Un commentaire de Guillaume Woelfle. 

Du foot, de l'argent, un joueur talentueux et un pays qui souhaite jouer les premiers plans sur la planète foot dans les années qui viennent : on secoue bien fort et, ce qui en sort, c'est ce qu'on pourrait désormais appeler 'la Saga Witsel'. Chaque jour, on croit toucher encore un peu plus l'épilogue de ce feuilleton. Aujourd'hui, on touche surtout le fond en matière d'hypocrisie.

Telle une bonne série télévisée, cette saga a duré six mois. En juillet dernier, la Juventus fait les yeux doux à Axel Witsel, médian talentueux du Zénit St-Petersbourg. L'ancien joueur du Standard est charmé, son club un peu moins car il manque quelques millions. Normal life dans le milieu du football. Les joueurs sont des produits que vendeurs et acheteurs négocient, rien de neuf sous le soleil (qu'il soit italien ou russe). Notre fait n'est pas là.

Le deal capote lors des dernières heures du mercato en septembre 2016. Depuis, les rumeurs vont toutes dans le même sens, le régulateur du jeu des Diables rouges ira à la Juventus, que ce soit en janvier 2017, ou en juin prochain. Même le joueur le disait: "Mon arrivée à la Juve n'est plus qu'une question de temps".
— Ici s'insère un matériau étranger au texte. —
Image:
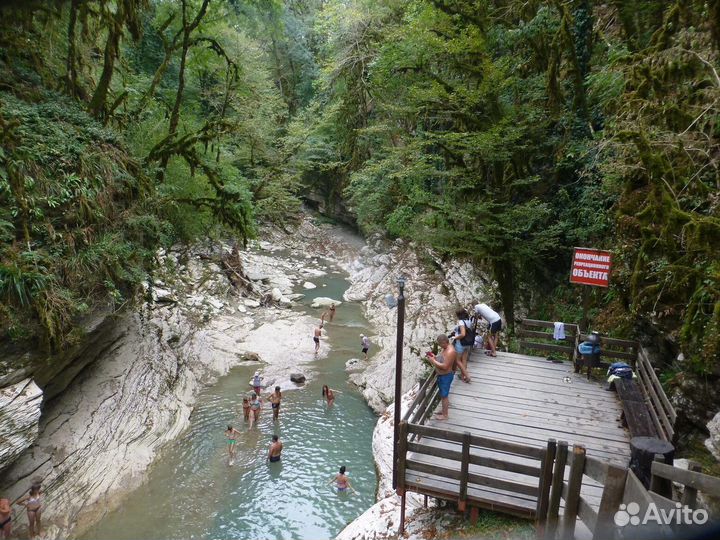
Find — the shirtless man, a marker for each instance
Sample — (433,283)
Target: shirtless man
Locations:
(316,338)
(275,450)
(275,399)
(444,364)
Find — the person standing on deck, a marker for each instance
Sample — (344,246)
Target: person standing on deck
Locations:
(461,343)
(444,364)
(275,450)
(495,322)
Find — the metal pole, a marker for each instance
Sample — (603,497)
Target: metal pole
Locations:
(398,374)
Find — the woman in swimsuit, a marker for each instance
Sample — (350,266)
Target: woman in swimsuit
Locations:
(342,482)
(329,395)
(5,518)
(32,503)
(275,399)
(255,406)
(231,435)
(246,408)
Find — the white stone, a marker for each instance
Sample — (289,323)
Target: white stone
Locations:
(324,301)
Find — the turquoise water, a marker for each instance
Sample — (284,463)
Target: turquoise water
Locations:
(193,493)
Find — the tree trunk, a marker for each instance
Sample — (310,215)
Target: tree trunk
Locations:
(97,104)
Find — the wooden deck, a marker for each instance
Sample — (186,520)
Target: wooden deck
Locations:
(524,400)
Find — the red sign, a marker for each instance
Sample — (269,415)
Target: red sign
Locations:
(591,267)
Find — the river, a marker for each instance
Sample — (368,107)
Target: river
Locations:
(191,492)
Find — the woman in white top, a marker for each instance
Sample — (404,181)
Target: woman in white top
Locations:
(463,342)
(495,322)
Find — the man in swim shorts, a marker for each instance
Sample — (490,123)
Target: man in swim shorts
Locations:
(444,364)
(316,338)
(275,450)
(275,399)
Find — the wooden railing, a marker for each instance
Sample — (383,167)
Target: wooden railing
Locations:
(534,335)
(661,410)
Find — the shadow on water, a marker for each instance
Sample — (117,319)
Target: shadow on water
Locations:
(193,493)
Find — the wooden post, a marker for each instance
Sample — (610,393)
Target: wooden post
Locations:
(544,487)
(689,497)
(464,470)
(556,491)
(402,458)
(609,503)
(567,532)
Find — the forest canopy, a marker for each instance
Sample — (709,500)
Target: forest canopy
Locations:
(501,131)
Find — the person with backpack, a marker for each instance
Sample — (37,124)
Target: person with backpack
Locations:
(463,341)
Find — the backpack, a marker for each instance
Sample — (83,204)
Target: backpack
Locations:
(469,339)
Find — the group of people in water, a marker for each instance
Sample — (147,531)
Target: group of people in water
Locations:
(252,406)
(32,501)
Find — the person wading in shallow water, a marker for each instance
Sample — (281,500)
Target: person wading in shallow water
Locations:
(33,504)
(275,399)
(275,450)
(316,338)
(443,363)
(231,434)
(342,482)
(255,406)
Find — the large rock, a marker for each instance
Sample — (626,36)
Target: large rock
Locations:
(19,416)
(713,442)
(324,301)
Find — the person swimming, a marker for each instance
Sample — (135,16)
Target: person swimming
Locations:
(231,435)
(246,408)
(275,399)
(342,482)
(275,450)
(329,395)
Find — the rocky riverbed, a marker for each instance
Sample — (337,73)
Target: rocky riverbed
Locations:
(130,388)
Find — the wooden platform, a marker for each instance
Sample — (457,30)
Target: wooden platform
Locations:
(524,400)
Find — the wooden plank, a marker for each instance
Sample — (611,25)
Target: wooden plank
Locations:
(544,485)
(689,496)
(402,457)
(572,494)
(610,502)
(655,382)
(412,465)
(545,346)
(699,481)
(556,490)
(464,466)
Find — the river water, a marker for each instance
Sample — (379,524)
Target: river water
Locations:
(192,492)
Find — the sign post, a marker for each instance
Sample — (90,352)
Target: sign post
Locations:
(590,267)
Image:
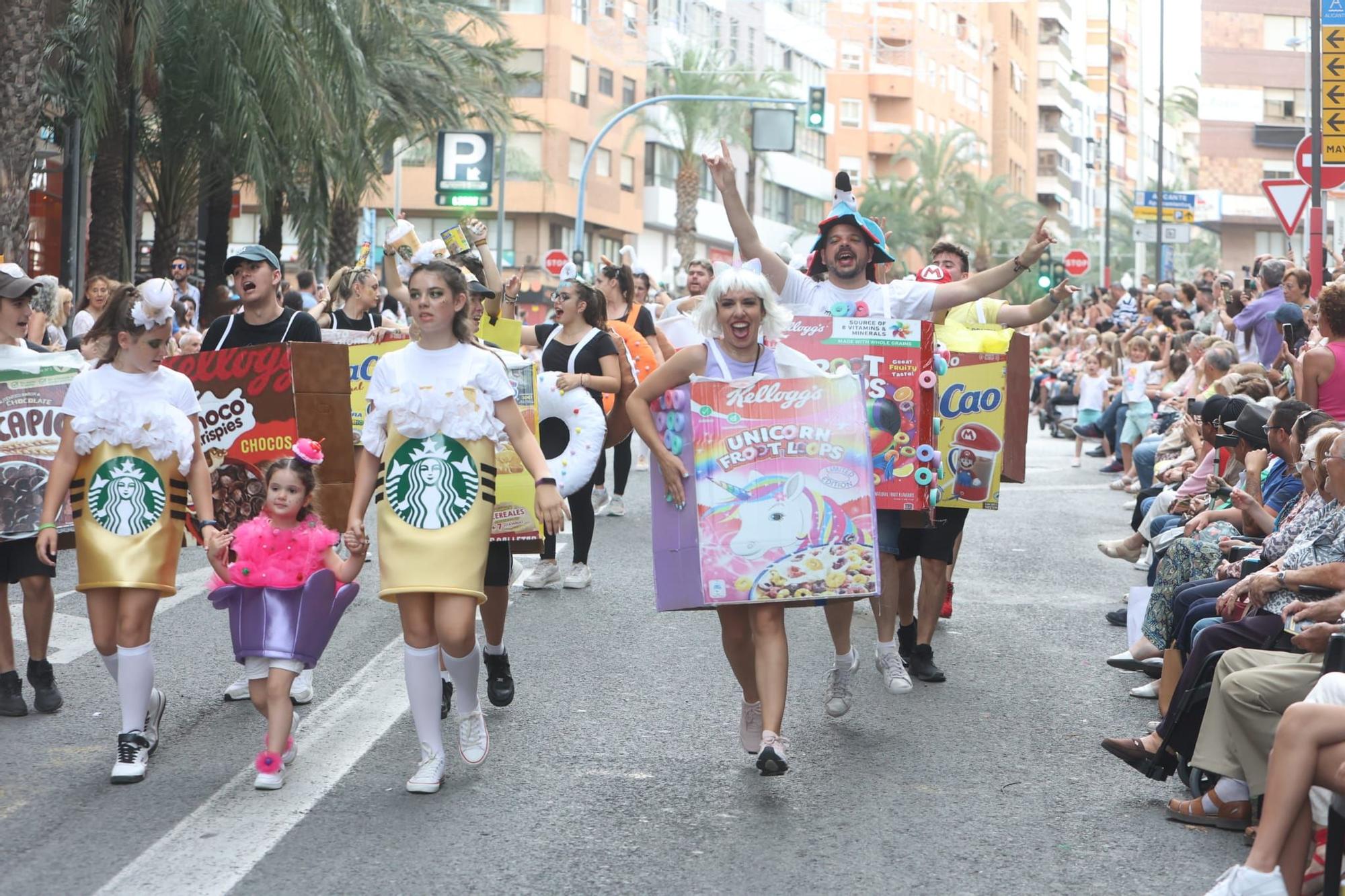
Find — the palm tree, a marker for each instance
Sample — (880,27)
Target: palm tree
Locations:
(692,127)
(21,114)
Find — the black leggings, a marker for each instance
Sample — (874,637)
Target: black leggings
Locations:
(621,460)
(582,524)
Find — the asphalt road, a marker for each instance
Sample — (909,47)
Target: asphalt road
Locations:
(618,767)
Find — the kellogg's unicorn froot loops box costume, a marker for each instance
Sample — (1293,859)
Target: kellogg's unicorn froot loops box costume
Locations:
(782,494)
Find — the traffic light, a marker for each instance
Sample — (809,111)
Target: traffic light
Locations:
(817,108)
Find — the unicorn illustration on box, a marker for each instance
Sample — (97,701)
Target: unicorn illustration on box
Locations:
(779,513)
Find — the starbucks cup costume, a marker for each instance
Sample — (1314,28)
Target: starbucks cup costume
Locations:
(432,424)
(135,443)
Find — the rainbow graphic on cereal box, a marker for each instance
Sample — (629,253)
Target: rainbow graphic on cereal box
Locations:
(781,505)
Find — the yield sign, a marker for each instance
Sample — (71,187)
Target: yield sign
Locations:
(1289,200)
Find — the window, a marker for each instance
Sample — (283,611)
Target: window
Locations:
(528,65)
(579,83)
(855,167)
(852,114)
(852,56)
(1284,104)
(578,150)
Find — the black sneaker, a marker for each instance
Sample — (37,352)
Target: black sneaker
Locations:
(46,696)
(500,682)
(922,665)
(906,642)
(11,694)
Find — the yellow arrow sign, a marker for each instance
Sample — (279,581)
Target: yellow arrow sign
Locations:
(1171,216)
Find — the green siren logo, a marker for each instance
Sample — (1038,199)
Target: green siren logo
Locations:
(431,482)
(127,495)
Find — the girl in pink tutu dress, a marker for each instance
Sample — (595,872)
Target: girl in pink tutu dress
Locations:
(282,548)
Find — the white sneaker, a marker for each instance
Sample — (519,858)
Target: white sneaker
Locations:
(428,775)
(544,575)
(474,741)
(837,701)
(750,727)
(601,501)
(895,676)
(132,758)
(239,690)
(1147,692)
(579,576)
(773,760)
(158,704)
(1241,880)
(302,689)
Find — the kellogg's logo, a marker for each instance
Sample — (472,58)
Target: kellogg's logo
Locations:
(771,393)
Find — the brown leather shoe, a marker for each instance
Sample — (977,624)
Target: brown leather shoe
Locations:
(1229,815)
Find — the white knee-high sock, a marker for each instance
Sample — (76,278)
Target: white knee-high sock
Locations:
(135,681)
(466,673)
(111,662)
(424,692)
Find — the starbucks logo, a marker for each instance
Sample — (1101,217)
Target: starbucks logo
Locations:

Et puis arrive une offre folle de la Chine. 20 millions d'euros de dédomagement pour le club russe, et jusqu'à 18 millions d'euros par an pendant quatre ans pour Witsel. 18 millions d'euros par an. Trois fois plus que ce que la Juventus, club historique, disons même emblématique du football européen, proposait (six millions d'euros). 1,5 million d'euros par mois : comptez pour cela, 2 belles villas à Uccle par mois ou 440 mois de salaire moyen d'un Belge. Bref, confortable. Et dans la logique de marché, de produit, d'acheteur et de vendeur, on serait même tenté de dire "bien joué" à Witsel.

Ce qui dérange, c'est la justification d'Axel Witsel, ce lundi matin, cité par le quotidien italien Tuttosport."D'un côté, j’avais une proposition d'une grande équipe, un top club (...) la Juventus. De l'autre, j’avais une offre que je ne pouvais pas refuser pour le futur de ma famille."

"Pour le futur de ma famille". Comme si Axel Witsel avait à s'inquiéter pour le futur de sa famille et que le choix d'un employeur pouvait influencer sa qualité de vie et celle de sa famille. On en viendrait presque à le plaindre de ne s'être vu proposer "que" six millions d'euros par le club italien. C'est tout simplement insultant. Sans tomber dans une logique populiste qui conviendrait à critiquer le joueur simplement pour l'argent qu'il gagne (on l'a dit, notre propos n'est pas là), il est insultant de communiquer de cette façon. Avec de tels mots, Witsel nous propose un bond dans le temps. Il nous renvoie dans le décor de Germinal, époque à laquelle les mineurs de la fin du XIXe siècle vont à la mine tous les jours pour nourrir leur famille. Et Witsel se considère l'un d'eux.

C'est insultant pour des gens qui vont effectivement travailler pour nourrir leur famille. C'est insultant pour des gens qui, effectivement, regardent le salaire lorsqu'ils ont la chance de recevoir deux offres de contrats différentes. C'est lâche de faire reposer son propre choix de carrière sur sa famille qui aurait besoin que Papa gagne assez d'argent.

La communication est insultante, lâche mais aussi et surtout hypocrite sur le plan sportif. Witsel ne donne pas la vraie raison de ce choix : l'enrichissement personnel. Qu'il le dise et l'assume, c'est le principe de comparer des offres. Mais qu'il n'implore pas la pitié en disant qu'il doit mettre "sa famille à l'abri".